Saturday, October 11, 2014

Homemade Hot Sauce

Apparently I am turning into a fermento. That's a person that preserves food by the use of fermentation (think sauerkraut). Also, if I have an excess of something, like peppers, my first thought is to pickle them! My CSA has been overflowing with peppers and I'm not really someone that loves peppers in everything, so hot sauce seemed like something fun to try. I used a recipe from the Joy of Cooking, with a modification - I added an air lock to my jar so that I wouldn't have to stir the mash every day (mainly since I was going to be out of town) but also I didn't want to deal with mold.


The first thing you do is you weigh out your peppers to figure out what would be a 2% by weight salt brine.


Then you cut up the peppers and put in a jar. Add your salt and top with a sweet wine. As you can see, I added an air lock to my jar. I found this set up looking for recipes - it is a recap top, a #6 stopper with a drilled hole and then the air lock. The recap tops can be made to fit either wide mouth or regular mouth jars. Pretty nifty.

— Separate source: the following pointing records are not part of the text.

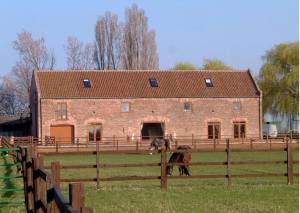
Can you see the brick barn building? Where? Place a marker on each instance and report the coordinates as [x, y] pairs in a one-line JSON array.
[[89, 104]]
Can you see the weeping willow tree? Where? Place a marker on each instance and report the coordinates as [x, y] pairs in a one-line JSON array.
[[279, 80]]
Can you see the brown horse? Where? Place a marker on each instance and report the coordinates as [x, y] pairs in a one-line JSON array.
[[182, 155]]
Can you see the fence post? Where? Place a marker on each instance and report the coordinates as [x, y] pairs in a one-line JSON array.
[[76, 195], [51, 206], [97, 162], [137, 145], [55, 170], [56, 146], [163, 167], [214, 144], [228, 161], [193, 142], [290, 169], [24, 169], [251, 145], [38, 188], [29, 182]]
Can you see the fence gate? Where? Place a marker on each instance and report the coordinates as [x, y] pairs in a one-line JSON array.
[[11, 182]]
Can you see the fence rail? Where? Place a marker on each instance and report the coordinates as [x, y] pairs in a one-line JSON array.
[[136, 143], [40, 190], [289, 162]]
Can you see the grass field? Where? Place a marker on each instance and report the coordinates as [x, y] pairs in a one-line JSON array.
[[189, 195]]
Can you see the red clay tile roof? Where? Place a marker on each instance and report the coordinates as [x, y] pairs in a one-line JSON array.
[[135, 84]]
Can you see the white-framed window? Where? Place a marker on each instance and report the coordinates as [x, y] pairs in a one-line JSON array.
[[208, 82], [125, 107], [62, 111], [237, 105]]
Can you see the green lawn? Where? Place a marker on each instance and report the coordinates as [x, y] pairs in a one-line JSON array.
[[189, 195], [8, 199]]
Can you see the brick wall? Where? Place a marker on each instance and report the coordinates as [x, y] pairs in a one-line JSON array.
[[170, 111]]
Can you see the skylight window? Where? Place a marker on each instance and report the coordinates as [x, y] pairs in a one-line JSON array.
[[208, 82], [86, 83], [153, 82]]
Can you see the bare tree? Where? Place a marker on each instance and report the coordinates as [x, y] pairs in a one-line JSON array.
[[21, 77], [108, 37], [9, 100], [15, 89], [79, 56], [32, 52], [138, 44]]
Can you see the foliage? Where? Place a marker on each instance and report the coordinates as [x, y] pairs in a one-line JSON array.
[[130, 46], [279, 79], [80, 56], [185, 66], [15, 87], [215, 64]]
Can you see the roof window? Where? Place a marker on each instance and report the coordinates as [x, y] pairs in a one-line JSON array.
[[86, 83], [208, 82], [153, 82]]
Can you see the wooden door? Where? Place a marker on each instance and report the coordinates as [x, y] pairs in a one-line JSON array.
[[94, 133], [63, 134], [214, 131]]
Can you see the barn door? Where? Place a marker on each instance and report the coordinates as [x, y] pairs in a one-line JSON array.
[[63, 134], [94, 133], [214, 131]]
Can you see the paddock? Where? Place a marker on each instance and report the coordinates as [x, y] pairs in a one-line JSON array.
[[226, 169]]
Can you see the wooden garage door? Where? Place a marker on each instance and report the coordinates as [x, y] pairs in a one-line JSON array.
[[62, 133]]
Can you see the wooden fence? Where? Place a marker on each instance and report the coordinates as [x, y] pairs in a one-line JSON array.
[[56, 167], [41, 192], [136, 143]]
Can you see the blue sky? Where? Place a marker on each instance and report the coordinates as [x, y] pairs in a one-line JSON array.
[[238, 32]]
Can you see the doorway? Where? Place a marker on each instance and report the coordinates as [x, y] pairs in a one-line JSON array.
[[63, 134], [214, 130], [152, 130], [94, 133]]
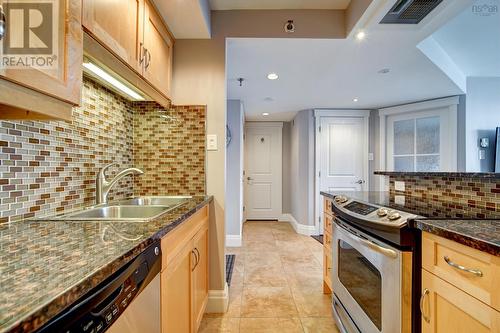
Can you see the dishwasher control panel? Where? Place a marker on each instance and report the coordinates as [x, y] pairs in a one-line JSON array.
[[100, 308]]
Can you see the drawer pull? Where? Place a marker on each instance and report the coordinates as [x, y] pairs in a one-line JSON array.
[[476, 272], [425, 293]]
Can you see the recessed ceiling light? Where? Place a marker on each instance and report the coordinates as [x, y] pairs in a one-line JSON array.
[[272, 76], [360, 35]]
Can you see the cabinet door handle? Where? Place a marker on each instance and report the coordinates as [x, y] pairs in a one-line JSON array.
[[422, 298], [3, 25], [148, 60], [476, 272], [195, 260]]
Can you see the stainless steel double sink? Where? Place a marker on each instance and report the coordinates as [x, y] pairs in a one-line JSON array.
[[139, 209]]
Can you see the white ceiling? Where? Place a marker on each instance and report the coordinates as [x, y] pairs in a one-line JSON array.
[[472, 40], [279, 4], [331, 73]]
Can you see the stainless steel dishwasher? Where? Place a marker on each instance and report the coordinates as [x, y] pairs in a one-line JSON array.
[[128, 301]]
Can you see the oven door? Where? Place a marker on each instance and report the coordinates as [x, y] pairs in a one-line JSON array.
[[366, 281]]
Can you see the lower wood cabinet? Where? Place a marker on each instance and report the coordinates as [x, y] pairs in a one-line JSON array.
[[184, 276], [459, 288], [445, 308]]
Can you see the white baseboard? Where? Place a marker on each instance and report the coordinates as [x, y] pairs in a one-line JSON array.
[[307, 230], [218, 300], [233, 240]]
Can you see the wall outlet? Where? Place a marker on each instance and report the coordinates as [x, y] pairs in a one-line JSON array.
[[399, 186], [212, 142]]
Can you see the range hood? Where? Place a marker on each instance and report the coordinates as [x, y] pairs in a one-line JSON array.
[[409, 11]]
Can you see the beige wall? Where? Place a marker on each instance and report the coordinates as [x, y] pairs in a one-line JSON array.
[[199, 77]]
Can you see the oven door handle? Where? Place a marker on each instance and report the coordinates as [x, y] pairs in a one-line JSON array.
[[380, 249]]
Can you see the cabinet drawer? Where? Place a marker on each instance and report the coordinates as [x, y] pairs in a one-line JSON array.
[[327, 269], [328, 226], [327, 241], [473, 271]]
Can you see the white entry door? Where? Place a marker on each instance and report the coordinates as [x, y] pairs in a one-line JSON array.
[[263, 171], [343, 160]]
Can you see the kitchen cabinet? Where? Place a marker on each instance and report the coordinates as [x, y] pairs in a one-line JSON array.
[[119, 25], [158, 51], [141, 41], [184, 276], [327, 246], [48, 93], [459, 287], [445, 308]]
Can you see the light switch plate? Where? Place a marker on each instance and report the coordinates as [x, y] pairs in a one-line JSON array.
[[399, 186], [212, 142]]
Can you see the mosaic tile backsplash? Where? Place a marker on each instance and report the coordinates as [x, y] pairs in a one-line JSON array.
[[169, 145], [453, 197], [50, 167]]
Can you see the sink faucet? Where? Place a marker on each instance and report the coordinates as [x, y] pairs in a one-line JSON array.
[[103, 186]]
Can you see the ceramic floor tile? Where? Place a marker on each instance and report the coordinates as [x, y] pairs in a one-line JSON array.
[[267, 302], [270, 325], [319, 325]]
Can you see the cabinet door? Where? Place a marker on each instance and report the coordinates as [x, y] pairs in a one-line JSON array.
[[65, 79], [176, 293], [200, 277], [158, 58], [118, 25], [446, 308]]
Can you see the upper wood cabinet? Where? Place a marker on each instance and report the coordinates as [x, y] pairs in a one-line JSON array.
[[158, 51], [119, 25], [50, 93], [135, 33]]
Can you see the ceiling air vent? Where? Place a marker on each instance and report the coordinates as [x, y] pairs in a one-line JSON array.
[[409, 11]]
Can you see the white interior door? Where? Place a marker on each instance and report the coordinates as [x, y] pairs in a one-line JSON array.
[[263, 158], [343, 160]]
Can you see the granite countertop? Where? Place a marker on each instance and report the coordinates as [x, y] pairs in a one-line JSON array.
[[483, 235], [441, 174], [46, 266]]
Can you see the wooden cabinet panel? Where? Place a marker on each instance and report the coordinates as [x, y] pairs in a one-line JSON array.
[[176, 294], [159, 47], [446, 308], [63, 82], [118, 24], [483, 284], [200, 277]]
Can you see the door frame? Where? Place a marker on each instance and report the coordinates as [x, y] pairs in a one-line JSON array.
[[336, 113], [269, 124], [448, 105]]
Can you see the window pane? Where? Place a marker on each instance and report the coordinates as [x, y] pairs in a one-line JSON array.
[[428, 163], [404, 137], [428, 135], [404, 163]]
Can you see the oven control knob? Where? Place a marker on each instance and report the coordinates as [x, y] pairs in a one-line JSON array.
[[382, 212], [394, 216], [340, 199]]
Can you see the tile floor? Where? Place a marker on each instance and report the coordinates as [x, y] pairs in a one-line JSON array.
[[276, 285]]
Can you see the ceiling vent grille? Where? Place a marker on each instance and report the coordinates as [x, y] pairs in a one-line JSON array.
[[409, 11]]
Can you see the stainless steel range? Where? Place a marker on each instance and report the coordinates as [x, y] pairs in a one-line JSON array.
[[375, 268]]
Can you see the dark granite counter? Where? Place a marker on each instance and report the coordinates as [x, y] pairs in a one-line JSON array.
[[483, 235], [437, 218], [46, 266], [441, 174]]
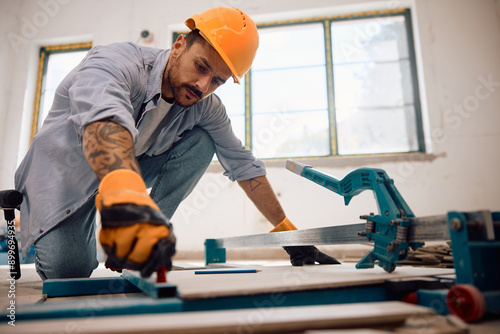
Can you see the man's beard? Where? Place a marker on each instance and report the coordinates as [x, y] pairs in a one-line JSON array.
[[171, 76]]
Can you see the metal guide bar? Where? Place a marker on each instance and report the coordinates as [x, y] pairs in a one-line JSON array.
[[344, 234], [423, 229]]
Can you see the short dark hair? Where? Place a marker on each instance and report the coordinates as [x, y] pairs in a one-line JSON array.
[[192, 37]]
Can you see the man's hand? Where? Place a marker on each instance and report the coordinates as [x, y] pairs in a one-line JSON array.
[[303, 255], [135, 234]]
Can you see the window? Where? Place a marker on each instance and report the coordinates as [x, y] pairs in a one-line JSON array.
[[328, 87], [55, 62]]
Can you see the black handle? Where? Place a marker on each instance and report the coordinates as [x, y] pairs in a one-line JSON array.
[[10, 199], [12, 249]]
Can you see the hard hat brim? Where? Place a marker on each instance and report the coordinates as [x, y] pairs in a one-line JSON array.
[[195, 22]]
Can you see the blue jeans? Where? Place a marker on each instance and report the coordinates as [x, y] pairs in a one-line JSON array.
[[69, 249]]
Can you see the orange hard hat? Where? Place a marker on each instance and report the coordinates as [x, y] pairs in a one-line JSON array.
[[231, 33]]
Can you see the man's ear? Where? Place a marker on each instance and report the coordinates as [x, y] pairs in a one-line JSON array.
[[178, 46]]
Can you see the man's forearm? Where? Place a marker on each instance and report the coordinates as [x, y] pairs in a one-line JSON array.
[[109, 146], [262, 195]]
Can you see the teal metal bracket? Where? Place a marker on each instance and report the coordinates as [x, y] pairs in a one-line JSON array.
[[213, 253], [149, 286]]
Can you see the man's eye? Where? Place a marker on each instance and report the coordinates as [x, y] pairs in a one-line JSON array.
[[199, 67]]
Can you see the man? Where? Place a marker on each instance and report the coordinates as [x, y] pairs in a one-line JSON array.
[[127, 118]]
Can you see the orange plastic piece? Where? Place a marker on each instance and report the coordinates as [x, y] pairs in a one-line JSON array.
[[231, 33], [285, 225], [466, 302]]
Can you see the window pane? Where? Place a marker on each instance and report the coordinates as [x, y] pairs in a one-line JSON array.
[[287, 90], [378, 39], [233, 97], [372, 84], [289, 93], [362, 131], [374, 97], [58, 66], [290, 46], [278, 135]]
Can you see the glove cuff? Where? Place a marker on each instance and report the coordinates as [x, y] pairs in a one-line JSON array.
[[123, 186], [285, 225]]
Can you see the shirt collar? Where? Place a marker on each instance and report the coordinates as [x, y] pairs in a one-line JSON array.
[[153, 87]]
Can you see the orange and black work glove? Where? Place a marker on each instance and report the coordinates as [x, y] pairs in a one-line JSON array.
[[302, 255], [135, 234]]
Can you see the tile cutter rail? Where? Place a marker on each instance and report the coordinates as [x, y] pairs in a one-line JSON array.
[[475, 239], [475, 242]]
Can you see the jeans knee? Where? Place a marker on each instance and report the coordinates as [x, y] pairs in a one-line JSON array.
[[65, 266]]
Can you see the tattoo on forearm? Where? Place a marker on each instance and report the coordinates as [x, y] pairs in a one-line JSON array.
[[254, 184], [107, 147]]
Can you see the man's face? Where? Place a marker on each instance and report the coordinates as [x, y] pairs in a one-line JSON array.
[[193, 74]]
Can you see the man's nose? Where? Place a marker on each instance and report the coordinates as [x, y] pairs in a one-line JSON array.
[[204, 83]]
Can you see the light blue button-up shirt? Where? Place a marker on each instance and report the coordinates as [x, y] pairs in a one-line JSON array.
[[112, 82]]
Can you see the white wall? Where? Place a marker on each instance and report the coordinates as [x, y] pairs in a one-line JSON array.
[[458, 50]]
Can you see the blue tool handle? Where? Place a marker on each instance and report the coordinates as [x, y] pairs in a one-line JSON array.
[[389, 201]]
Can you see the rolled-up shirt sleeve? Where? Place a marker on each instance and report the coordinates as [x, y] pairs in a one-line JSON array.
[[102, 87], [238, 162]]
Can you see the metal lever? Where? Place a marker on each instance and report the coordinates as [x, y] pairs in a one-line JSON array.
[[388, 229]]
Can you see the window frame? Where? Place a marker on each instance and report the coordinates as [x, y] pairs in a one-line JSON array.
[[43, 59], [327, 23]]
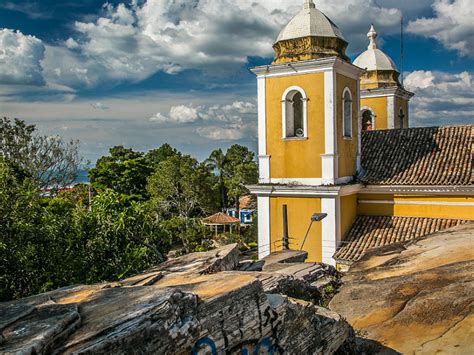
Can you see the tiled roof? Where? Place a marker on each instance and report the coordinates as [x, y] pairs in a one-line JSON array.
[[418, 156], [245, 202], [376, 231], [221, 218]]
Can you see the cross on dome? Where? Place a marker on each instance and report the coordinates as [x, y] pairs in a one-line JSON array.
[[372, 36], [309, 4]]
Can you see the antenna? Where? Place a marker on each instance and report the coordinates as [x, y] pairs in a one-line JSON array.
[[401, 49]]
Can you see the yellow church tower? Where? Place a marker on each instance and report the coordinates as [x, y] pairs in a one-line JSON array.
[[384, 102], [309, 138]]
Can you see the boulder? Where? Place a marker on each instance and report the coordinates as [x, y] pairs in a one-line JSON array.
[[414, 298], [194, 304]]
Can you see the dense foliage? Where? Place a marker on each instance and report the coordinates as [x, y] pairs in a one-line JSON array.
[[137, 208], [47, 160]]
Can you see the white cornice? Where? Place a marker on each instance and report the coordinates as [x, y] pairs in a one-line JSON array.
[[308, 66], [418, 203], [419, 190], [382, 92], [304, 191]]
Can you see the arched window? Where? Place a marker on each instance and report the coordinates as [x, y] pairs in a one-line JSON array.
[[347, 113], [294, 113], [401, 118], [367, 121]]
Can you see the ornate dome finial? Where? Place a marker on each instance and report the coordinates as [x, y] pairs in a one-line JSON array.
[[372, 36], [309, 4]]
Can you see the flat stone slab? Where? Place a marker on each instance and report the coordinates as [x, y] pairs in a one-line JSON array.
[[417, 299], [195, 304], [285, 256]]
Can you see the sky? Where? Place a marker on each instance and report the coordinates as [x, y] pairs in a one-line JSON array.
[[141, 73]]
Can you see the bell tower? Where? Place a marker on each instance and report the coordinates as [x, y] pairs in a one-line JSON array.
[[384, 101], [309, 144]]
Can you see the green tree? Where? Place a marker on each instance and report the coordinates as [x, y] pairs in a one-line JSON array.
[[118, 239], [20, 213], [176, 187], [47, 160], [241, 170], [217, 164], [126, 171], [235, 169]]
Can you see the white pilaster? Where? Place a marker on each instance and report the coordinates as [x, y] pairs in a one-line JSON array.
[[331, 234], [263, 204], [264, 169], [359, 130], [264, 159], [391, 112], [330, 158]]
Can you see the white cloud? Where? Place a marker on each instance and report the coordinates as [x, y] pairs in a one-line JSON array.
[[220, 122], [20, 58], [441, 98], [453, 25], [226, 133], [160, 118], [133, 42], [230, 113], [100, 106], [183, 114]]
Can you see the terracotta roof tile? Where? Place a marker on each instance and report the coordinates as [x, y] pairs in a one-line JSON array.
[[376, 231], [221, 218], [419, 156]]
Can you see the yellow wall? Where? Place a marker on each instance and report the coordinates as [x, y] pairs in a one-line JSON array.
[[347, 148], [422, 210], [295, 158], [300, 211], [379, 107], [401, 103], [348, 213]]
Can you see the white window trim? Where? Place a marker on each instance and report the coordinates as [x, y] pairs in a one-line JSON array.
[[401, 110], [372, 113], [344, 114], [305, 114]]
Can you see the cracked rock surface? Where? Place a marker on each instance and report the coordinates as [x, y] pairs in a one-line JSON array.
[[416, 298]]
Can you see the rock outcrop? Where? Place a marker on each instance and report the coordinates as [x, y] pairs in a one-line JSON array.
[[194, 304], [415, 298]]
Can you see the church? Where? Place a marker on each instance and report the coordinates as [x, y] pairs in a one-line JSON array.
[[340, 170]]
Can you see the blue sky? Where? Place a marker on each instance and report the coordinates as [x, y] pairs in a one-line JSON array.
[[145, 72]]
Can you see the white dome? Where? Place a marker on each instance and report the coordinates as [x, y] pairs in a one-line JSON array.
[[309, 22], [373, 58]]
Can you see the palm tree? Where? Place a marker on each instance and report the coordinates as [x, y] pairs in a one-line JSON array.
[[216, 163]]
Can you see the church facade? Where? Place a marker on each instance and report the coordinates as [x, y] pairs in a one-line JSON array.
[[336, 153]]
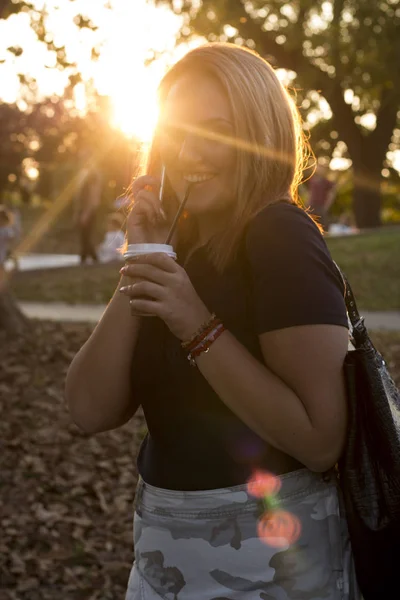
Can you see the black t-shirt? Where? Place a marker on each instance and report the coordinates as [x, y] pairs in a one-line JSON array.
[[283, 277]]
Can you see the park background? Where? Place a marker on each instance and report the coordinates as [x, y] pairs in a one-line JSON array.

After about a month, the peppers look about the same - although my cool green heritage jar might not be helping with trying to see a difference.


I then put the peppers and brine in the blender and poured the mash through a strainer. I was thinking about saving the strained mash, but there are too many seeds.


Once the mash has been strained you measure what you have and add in half as vinegar. I used rice wine vinegar. In all, it's pretty liquidy, and hot, of course. More of a Tabasco-style sauce.


I got more peppers, so I'm going for a thicker sauce now. See you in a month, sauce.